Bill Gross says investors need to pull themselves out of the haze of thinking the U.S. is still the best place to invest.
The legendary bond investor, known for his colorful writing, drew some interesting analogies in his latest market commentary. The Janus Capital investment manager’s January outlook is titled “It’s a Xanax World” and it kicks off with a comparison between Roman citizens being gifted “a day at the Coliseum” and the current wide array of modern distractions—sports, cellphone game apps, sexting, and fast food—as examples of opiates for the masses. “It’s a Xanax society,” he writes. “We love it.”
The point that Gross (eventually) gets around to is that the world’s many distractions make it easy to forget “that half of the U.S. population doesn’t go to work in the morning and that their real wages after conservatively calculated inflation have barely budged since the mid-1980’s.” (According to the Bureau of Labor Statistics, 59% of the U.S. population was employed in November, which is near a three decade low.)
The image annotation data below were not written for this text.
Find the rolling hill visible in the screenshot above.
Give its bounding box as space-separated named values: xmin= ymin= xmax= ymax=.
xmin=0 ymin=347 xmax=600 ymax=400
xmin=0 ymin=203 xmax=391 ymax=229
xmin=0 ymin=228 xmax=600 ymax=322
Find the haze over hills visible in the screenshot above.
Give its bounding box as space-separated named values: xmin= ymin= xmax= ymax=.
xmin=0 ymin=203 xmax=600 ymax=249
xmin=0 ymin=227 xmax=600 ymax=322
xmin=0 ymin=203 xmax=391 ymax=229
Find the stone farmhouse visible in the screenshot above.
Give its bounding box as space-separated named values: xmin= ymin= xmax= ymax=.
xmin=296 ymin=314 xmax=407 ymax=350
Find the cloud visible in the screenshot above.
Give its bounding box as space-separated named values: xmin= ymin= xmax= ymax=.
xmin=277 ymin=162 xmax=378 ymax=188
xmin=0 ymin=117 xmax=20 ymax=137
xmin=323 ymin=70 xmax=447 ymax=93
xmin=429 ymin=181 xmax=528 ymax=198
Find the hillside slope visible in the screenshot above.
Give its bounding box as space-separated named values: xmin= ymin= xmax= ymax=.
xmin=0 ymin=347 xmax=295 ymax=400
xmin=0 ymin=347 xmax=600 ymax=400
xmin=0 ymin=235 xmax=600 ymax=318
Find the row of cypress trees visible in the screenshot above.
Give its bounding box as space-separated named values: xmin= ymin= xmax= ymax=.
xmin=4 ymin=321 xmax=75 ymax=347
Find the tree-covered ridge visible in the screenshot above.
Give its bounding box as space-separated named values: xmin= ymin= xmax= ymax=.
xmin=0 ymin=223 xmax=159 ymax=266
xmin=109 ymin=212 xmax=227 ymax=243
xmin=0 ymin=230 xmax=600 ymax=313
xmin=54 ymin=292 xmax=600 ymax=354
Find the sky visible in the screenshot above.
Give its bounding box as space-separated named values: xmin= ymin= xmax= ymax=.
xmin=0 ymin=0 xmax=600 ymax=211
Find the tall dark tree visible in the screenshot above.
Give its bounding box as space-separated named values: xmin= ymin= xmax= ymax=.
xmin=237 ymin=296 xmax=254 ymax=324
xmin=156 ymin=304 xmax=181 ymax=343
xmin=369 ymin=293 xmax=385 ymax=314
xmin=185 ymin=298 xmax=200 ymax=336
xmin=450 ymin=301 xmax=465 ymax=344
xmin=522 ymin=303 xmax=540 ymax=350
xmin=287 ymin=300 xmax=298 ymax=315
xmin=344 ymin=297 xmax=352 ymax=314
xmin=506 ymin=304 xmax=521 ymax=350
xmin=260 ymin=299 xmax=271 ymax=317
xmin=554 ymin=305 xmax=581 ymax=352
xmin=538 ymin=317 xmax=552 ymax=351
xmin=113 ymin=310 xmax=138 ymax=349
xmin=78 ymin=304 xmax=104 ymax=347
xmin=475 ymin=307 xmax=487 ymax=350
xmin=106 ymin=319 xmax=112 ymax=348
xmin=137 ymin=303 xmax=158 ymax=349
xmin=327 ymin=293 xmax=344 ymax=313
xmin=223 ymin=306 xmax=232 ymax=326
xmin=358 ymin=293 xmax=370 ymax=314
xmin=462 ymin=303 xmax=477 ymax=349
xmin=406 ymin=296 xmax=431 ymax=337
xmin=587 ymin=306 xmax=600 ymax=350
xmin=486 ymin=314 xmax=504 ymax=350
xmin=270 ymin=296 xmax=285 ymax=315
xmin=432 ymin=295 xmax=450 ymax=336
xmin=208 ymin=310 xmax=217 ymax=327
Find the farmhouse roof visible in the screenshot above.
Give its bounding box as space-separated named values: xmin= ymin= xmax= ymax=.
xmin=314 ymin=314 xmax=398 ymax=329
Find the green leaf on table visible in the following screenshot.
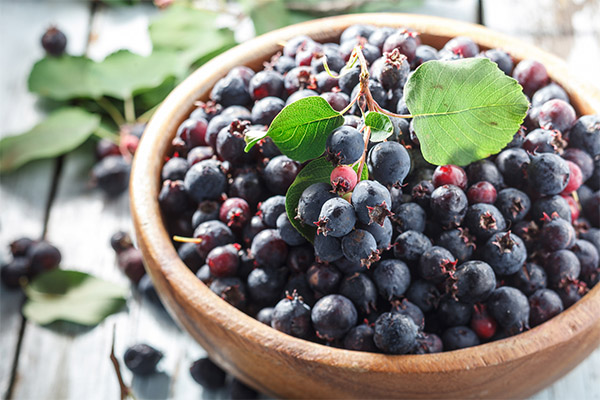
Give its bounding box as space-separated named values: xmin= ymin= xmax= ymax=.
xmin=365 ymin=111 xmax=394 ymax=142
xmin=404 ymin=58 xmax=529 ymax=165
xmin=246 ymin=96 xmax=344 ymax=162
xmin=28 ymin=50 xmax=187 ymax=100
xmin=0 ymin=107 xmax=100 ymax=172
xmin=91 ymin=50 xmax=187 ymax=100
xmin=28 ymin=55 xmax=102 ymax=100
xmin=148 ymin=4 xmax=235 ymax=62
xmin=23 ymin=269 xmax=128 ymax=326
xmin=285 ymin=157 xmax=332 ymax=242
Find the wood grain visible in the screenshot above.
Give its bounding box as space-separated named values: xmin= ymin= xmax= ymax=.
xmin=130 ymin=14 xmax=600 ymax=398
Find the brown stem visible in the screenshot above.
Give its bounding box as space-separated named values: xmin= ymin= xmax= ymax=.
xmin=110 ymin=325 xmax=135 ymax=400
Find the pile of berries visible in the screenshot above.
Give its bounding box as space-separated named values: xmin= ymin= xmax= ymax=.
xmin=159 ymin=25 xmax=600 ymax=354
xmin=0 ymin=237 xmax=62 ymax=289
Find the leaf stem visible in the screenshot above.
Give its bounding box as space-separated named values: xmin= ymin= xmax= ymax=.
xmin=124 ymin=96 xmax=135 ymax=124
xmin=96 ymin=97 xmax=125 ymax=126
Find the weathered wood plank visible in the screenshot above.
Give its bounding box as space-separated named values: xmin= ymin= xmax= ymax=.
xmin=0 ymin=1 xmax=89 ymax=398
xmin=483 ymin=0 xmax=600 ymax=400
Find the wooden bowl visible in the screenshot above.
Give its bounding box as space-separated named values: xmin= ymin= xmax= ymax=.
xmin=130 ymin=14 xmax=600 ymax=399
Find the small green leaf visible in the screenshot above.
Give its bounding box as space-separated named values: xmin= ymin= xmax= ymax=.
xmin=365 ymin=111 xmax=394 ymax=142
xmin=91 ymin=50 xmax=187 ymax=100
xmin=148 ymin=4 xmax=235 ymax=57
xmin=23 ymin=269 xmax=127 ymax=326
xmin=0 ymin=107 xmax=100 ymax=172
xmin=404 ymin=58 xmax=529 ymax=165
xmin=285 ymin=157 xmax=332 ymax=242
xmin=27 ymin=55 xmax=102 ymax=100
xmin=246 ymin=96 xmax=344 ymax=162
xmin=28 ymin=50 xmax=187 ymax=100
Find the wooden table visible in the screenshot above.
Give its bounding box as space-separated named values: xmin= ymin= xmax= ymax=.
xmin=0 ymin=0 xmax=600 ymax=400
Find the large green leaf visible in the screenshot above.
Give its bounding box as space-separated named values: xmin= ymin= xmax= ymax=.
xmin=148 ymin=4 xmax=234 ymax=54
xmin=246 ymin=96 xmax=344 ymax=162
xmin=0 ymin=107 xmax=100 ymax=172
xmin=404 ymin=58 xmax=529 ymax=165
xmin=29 ymin=50 xmax=187 ymax=100
xmin=23 ymin=269 xmax=127 ymax=326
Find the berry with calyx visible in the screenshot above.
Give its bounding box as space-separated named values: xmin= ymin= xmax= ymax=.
xmin=540 ymin=214 xmax=577 ymax=251
xmin=123 ymin=343 xmax=163 ymax=375
xmin=430 ymin=185 xmax=469 ymax=227
xmin=42 ymin=26 xmax=67 ymax=57
xmin=463 ymin=203 xmax=506 ymax=240
xmin=483 ymin=231 xmax=527 ymax=275
xmin=315 ymin=197 xmax=356 ymax=237
xmin=352 ymin=180 xmax=392 ymax=225
xmin=325 ymin=125 xmax=365 ymax=165
xmin=296 ymin=182 xmax=338 ymax=226
xmin=342 ymin=229 xmax=380 ymax=268
xmin=417 ymin=246 xmax=456 ymax=283
xmin=527 ymin=153 xmax=570 ymax=195
xmin=330 ymin=165 xmax=358 ymax=194
xmin=271 ymin=293 xmax=312 ymax=339
xmin=311 ymin=294 xmax=358 ymax=342
xmin=219 ymin=197 xmax=252 ymax=229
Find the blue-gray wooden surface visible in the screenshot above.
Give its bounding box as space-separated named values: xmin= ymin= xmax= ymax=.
xmin=0 ymin=0 xmax=600 ymax=400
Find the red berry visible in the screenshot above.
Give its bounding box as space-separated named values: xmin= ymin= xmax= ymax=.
xmin=331 ymin=165 xmax=358 ymax=193
xmin=467 ymin=181 xmax=496 ymax=204
xmin=206 ymin=244 xmax=240 ymax=278
xmin=562 ymin=194 xmax=581 ymax=221
xmin=471 ymin=305 xmax=498 ymax=339
xmin=219 ymin=197 xmax=252 ymax=228
xmin=431 ymin=164 xmax=467 ymax=190
xmin=561 ymin=160 xmax=583 ymax=194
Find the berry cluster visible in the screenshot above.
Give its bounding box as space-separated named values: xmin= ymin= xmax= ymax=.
xmin=159 ymin=25 xmax=600 ymax=354
xmin=0 ymin=237 xmax=62 ymax=289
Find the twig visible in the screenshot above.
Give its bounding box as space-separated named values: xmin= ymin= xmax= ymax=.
xmin=110 ymin=325 xmax=135 ymax=400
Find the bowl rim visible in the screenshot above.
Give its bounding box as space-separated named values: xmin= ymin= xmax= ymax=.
xmin=130 ymin=13 xmax=600 ymax=373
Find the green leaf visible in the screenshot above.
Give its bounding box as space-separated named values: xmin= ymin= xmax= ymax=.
xmin=148 ymin=4 xmax=235 ymax=59
xmin=404 ymin=58 xmax=529 ymax=165
xmin=28 ymin=55 xmax=102 ymax=100
xmin=28 ymin=50 xmax=187 ymax=100
xmin=246 ymin=96 xmax=344 ymax=162
xmin=365 ymin=112 xmax=394 ymax=142
xmin=23 ymin=269 xmax=127 ymax=326
xmin=285 ymin=157 xmax=332 ymax=243
xmin=90 ymin=50 xmax=187 ymax=100
xmin=0 ymin=107 xmax=100 ymax=172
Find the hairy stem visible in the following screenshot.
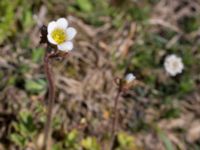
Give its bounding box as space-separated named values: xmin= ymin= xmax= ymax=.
xmin=110 ymin=90 xmax=121 ymax=150
xmin=43 ymin=53 xmax=55 ymax=150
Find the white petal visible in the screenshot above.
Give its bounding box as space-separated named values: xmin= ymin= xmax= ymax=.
xmin=66 ymin=27 xmax=77 ymax=40
xmin=47 ymin=34 xmax=57 ymax=45
xmin=56 ymin=18 xmax=68 ymax=29
xmin=48 ymin=21 xmax=56 ymax=33
xmin=58 ymin=41 xmax=74 ymax=52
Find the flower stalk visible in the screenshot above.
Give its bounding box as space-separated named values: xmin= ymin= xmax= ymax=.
xmin=110 ymin=73 xmax=136 ymax=150
xmin=43 ymin=52 xmax=55 ymax=150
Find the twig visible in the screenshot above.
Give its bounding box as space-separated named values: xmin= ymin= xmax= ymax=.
xmin=43 ymin=52 xmax=55 ymax=150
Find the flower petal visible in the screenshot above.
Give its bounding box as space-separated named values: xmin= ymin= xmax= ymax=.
xmin=48 ymin=21 xmax=56 ymax=33
xmin=56 ymin=18 xmax=68 ymax=29
xmin=47 ymin=34 xmax=57 ymax=45
xmin=66 ymin=27 xmax=77 ymax=40
xmin=58 ymin=41 xmax=74 ymax=52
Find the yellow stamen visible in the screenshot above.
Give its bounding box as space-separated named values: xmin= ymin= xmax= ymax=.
xmin=51 ymin=28 xmax=67 ymax=44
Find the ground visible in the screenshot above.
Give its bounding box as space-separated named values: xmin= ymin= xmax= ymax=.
xmin=0 ymin=0 xmax=200 ymax=150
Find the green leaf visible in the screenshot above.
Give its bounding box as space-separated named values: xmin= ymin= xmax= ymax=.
xmin=25 ymin=79 xmax=46 ymax=93
xmin=158 ymin=129 xmax=175 ymax=150
xmin=10 ymin=133 xmax=26 ymax=147
xmin=32 ymin=48 xmax=45 ymax=63
xmin=81 ymin=137 xmax=100 ymax=150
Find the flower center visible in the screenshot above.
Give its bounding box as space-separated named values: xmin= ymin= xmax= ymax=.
xmin=51 ymin=28 xmax=67 ymax=44
xmin=172 ymin=61 xmax=178 ymax=69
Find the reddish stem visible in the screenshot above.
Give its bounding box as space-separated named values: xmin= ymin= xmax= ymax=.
xmin=110 ymin=88 xmax=122 ymax=150
xmin=43 ymin=52 xmax=55 ymax=150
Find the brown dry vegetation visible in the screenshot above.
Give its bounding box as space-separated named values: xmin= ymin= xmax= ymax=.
xmin=0 ymin=0 xmax=200 ymax=150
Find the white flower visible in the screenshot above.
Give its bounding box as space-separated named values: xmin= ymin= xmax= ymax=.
xmin=47 ymin=18 xmax=77 ymax=52
xmin=164 ymin=54 xmax=184 ymax=76
xmin=125 ymin=73 xmax=136 ymax=83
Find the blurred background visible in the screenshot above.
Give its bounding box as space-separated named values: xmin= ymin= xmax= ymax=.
xmin=0 ymin=0 xmax=200 ymax=150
Gross warns of a “demographic countdown.” The problem, as Gross sees it, is that there will be too few millennial workers to produce all the things that the aging baby boomer generation will want to consume. With that disparity on the horizon, he writes, developed nations like the U.S. would be wise to increase investments in developing markets with demographics more favorable to economic growth, and where the world’s goods will have to be made.
“Demographics may not rule absolutely, but they likely will dominate investment markets and returns for the next few decades until the Boomer phenomena fades away,” Gross writes.